The Tale within the Tale
When we were little kids, Mom told us that in addition to memorizing our full names, phone number, and address, we would also be learning and memorizing a Family Whistle. A Family Whistle, we soon found out, was something she had read about in the paper in the Dear Abbey column. A woman was complaining to Abbey that the neighbor lady was using such a whistle to call her children in for supper, “Just as though they were dogs!” The reader was aghast.
“But Abbey,” Mom righteously stood up for her, “informed that reader that a Family Whistle was not at all demeaning but potentially a very valuable tool.” Abbey, as was her way, illuminated her statement with a true story.
As I began to relate the tale to a friend, it began to tell itself in far greater detail than in the original newspaper article…
Brothers Johnny and Steve were taught a Family Whistle early on in their lives. It was just four notes arranged into a simple tune which their family used to call each other home. Time passed, the boys grew up, and during WWII both felt the call to go into service. Steve’s regiment boldly faced the worst of it at the front. One fateful day, he, as well as many others, fell under heavy fire. When reinforcement forces finally arrived, not one of their comrades was left standing. Frantically the medics sent out waves of men in search of the wounded, but sadly, wave after wave came back with empty stretchers.
Finally, their disheartened captain stopped the search for the living and ordered the body bagging to begin. When the work was finished and the soldiers were ready to go, Captain Diego sent word to all the vehicle drivers to turn off their engines. He invited the troops to join in a few moments of silence before they left the gruesome scene. Once the quiet was established, Captain Diego’s slow, heavy footsteps going down into the battlefield were all anyone could hear. Then, the sound of his footsteps stopped. Captain Diego, Captain Juan Diego, who was known as “Johnny” to his family and closest friends, began to whistle.
It was a simple four-note melody, one he had learned long ago as a child. He whistled it again, louder this time, and then he waited. Captain Diego felt, in the waiting, the pressure of his soldiers’ want to leave the terrible place with their terrible cargo, but he took one last heavy breath in and pursed his lips. This time the notes sailed forth with more power, strength, and a certain command. As he waited he felt afraid to move, afraid to breathe; he was listening with his entire body. Finally it came – the first few notes of the Family Whistle.
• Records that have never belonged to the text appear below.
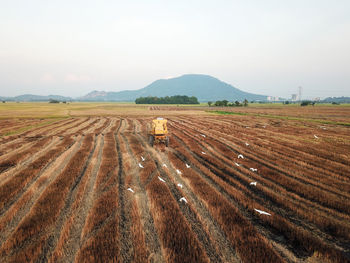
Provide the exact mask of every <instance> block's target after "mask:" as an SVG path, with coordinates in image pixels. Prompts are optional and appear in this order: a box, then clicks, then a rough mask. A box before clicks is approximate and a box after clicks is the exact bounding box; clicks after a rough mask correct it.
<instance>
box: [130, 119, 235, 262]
mask: <svg viewBox="0 0 350 263" xmlns="http://www.w3.org/2000/svg"><path fill="white" fill-rule="evenodd" d="M134 124H135V126H136V127H140V125H139V123H138V121H135V122H134ZM140 130H141V129H140V128H138V129H137V131H138V132H136V129H135V134H136V135H137V137H138V141H139V142H140V143H141V144H142V146H143V148H144V149H145V150H147V152H148V154H149V155H150V156H151V157H152V159H153V160H154V162H155V164H156V167H157V170H158V172H159V173H160V175H161V176H162V177H164V178H165V179H166V180H167V181H168V182H171V181H172V180H170V178H169V176H168V175H167V173H166V172H165V171H164V169H163V167H162V165H161V164H160V161H162V163H164V158H163V156H161V154H159V155H157V154H156V153H155V152H154V149H151V148H150V146H149V145H147V140H145V138H143V137H142V136H141V135H140ZM166 163H168V164H169V162H166ZM172 176H174V173H173V174H172ZM167 186H168V187H169V190H170V192H171V193H172V195H173V197H174V199H175V200H179V199H180V198H181V197H182V196H183V195H182V194H181V193H180V191H179V190H178V189H177V188H176V187H175V185H174V183H171V184H167ZM178 205H179V208H180V210H181V212H182V214H183V215H184V216H185V218H186V221H187V222H188V223H189V225H190V226H191V229H192V230H193V232H194V233H195V235H196V237H197V239H198V240H199V241H200V243H201V245H202V246H203V248H204V250H205V253H206V254H207V256H208V258H209V259H210V260H211V261H212V262H222V261H221V259H220V257H219V256H218V254H217V251H216V249H215V247H214V245H213V244H212V242H211V240H210V238H209V236H208V234H207V232H206V231H205V230H204V229H205V227H204V226H203V225H202V223H201V222H200V220H199V219H198V217H197V216H196V213H195V211H194V210H193V209H191V208H190V207H189V206H187V205H180V204H179V203H178ZM210 219H212V218H210ZM211 222H213V221H211ZM225 252H226V251H225ZM230 258H231V259H233V258H235V257H231V256H230ZM235 261H236V262H238V261H237V258H236V259H235Z"/></svg>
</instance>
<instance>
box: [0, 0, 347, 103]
mask: <svg viewBox="0 0 350 263" xmlns="http://www.w3.org/2000/svg"><path fill="white" fill-rule="evenodd" d="M0 6H1V8H0V96H16V95H20V94H28V93H30V94H37V95H49V94H55V95H64V96H72V97H78V96H83V95H85V94H87V93H89V92H90V91H92V90H104V91H121V90H126V89H128V90H134V89H140V88H143V87H145V86H147V85H148V84H150V83H152V82H153V81H155V80H157V79H164V78H171V77H178V76H181V75H183V74H207V75H211V76H213V77H216V78H218V79H220V80H222V81H224V82H226V83H229V84H231V85H233V86H234V87H236V88H239V89H241V90H243V91H247V92H252V93H256V94H263V95H271V96H279V97H284V98H290V97H291V94H293V93H297V92H298V87H299V86H301V87H302V88H303V94H302V97H303V98H315V97H321V98H325V97H329V96H350V1H348V0H337V1H332V0H307V1H305V0H264V1H261V0H241V1H238V0H237V1H236V0H215V1H214V0H177V1H170V0H169V1H167V0H147V1H145V0H144V1H135V0H131V1H119V0H74V1H72V0H59V1H58V0H50V1H47V0H31V1H28V0H0Z"/></svg>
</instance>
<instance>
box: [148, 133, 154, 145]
mask: <svg viewBox="0 0 350 263" xmlns="http://www.w3.org/2000/svg"><path fill="white" fill-rule="evenodd" d="M148 141H149V144H150V145H151V146H152V147H153V144H154V137H153V136H152V135H150V136H149V140H148Z"/></svg>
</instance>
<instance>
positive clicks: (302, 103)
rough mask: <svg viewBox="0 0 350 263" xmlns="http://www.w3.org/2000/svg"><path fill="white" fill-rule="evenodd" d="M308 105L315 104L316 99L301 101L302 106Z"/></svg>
mask: <svg viewBox="0 0 350 263" xmlns="http://www.w3.org/2000/svg"><path fill="white" fill-rule="evenodd" d="M308 105H312V106H315V102H314V101H311V100H303V101H302V102H301V103H300V106H308Z"/></svg>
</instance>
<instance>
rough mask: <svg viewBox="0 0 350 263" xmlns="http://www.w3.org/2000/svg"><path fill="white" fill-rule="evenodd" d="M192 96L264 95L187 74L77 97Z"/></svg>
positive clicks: (237, 98) (103, 98) (229, 95)
mask: <svg viewBox="0 0 350 263" xmlns="http://www.w3.org/2000/svg"><path fill="white" fill-rule="evenodd" d="M174 95H186V96H189V97H191V96H195V97H197V98H198V100H199V101H201V102H206V101H216V100H224V99H226V100H229V101H236V100H239V101H241V100H244V99H247V100H249V101H250V100H266V99H267V96H264V95H258V94H253V93H248V92H244V91H241V90H239V89H237V88H235V87H233V86H232V85H230V84H227V83H225V82H223V81H220V80H218V79H217V78H214V77H211V76H208V75H199V74H188V75H183V76H181V77H177V78H172V79H160V80H156V81H154V82H153V83H151V84H150V85H148V86H146V87H144V88H142V89H139V90H125V91H119V92H104V91H93V92H91V93H89V94H87V95H85V96H83V97H80V98H78V100H81V101H134V100H135V99H137V98H139V97H147V96H156V97H165V96H174Z"/></svg>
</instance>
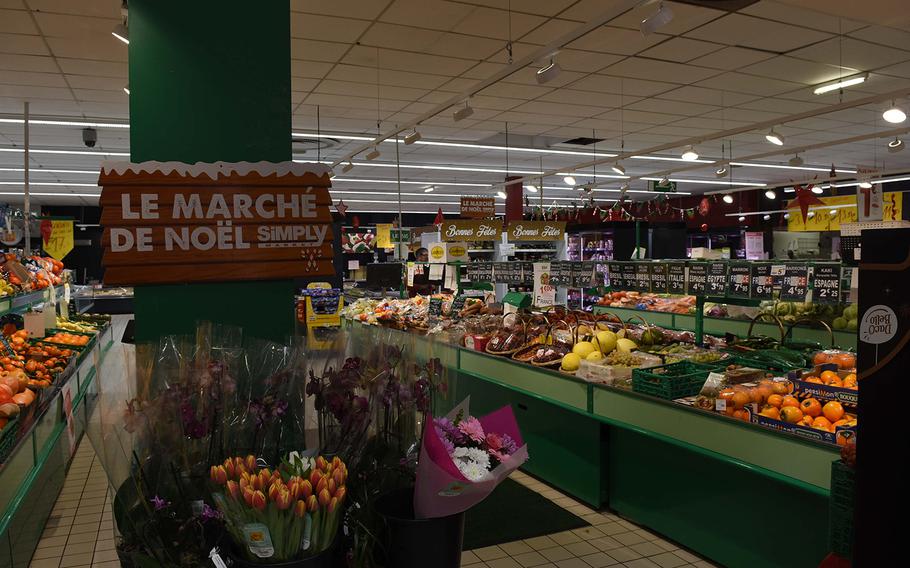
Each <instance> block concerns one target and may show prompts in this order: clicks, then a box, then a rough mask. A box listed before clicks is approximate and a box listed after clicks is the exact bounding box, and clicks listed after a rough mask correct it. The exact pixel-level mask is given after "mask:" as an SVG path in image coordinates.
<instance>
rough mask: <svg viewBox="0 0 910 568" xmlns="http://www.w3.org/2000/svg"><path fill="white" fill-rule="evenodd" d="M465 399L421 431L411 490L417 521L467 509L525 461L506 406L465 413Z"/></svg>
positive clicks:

It was so faint… at first he was almost convinced it was just the wind or his hope giving wings to his imagination, but no! There it was again, those first three notes!
Johnny found his brother Steve’s severely wounded body wedged between a boulder and an enormous fallen tree trunk. How quickly that trunk was cut up into manageable pieces by Captain Diego’s most enthusiastic men, who henceforth began referring to their Captain as, “The Whistler,” for they believed he could whistle up the dead.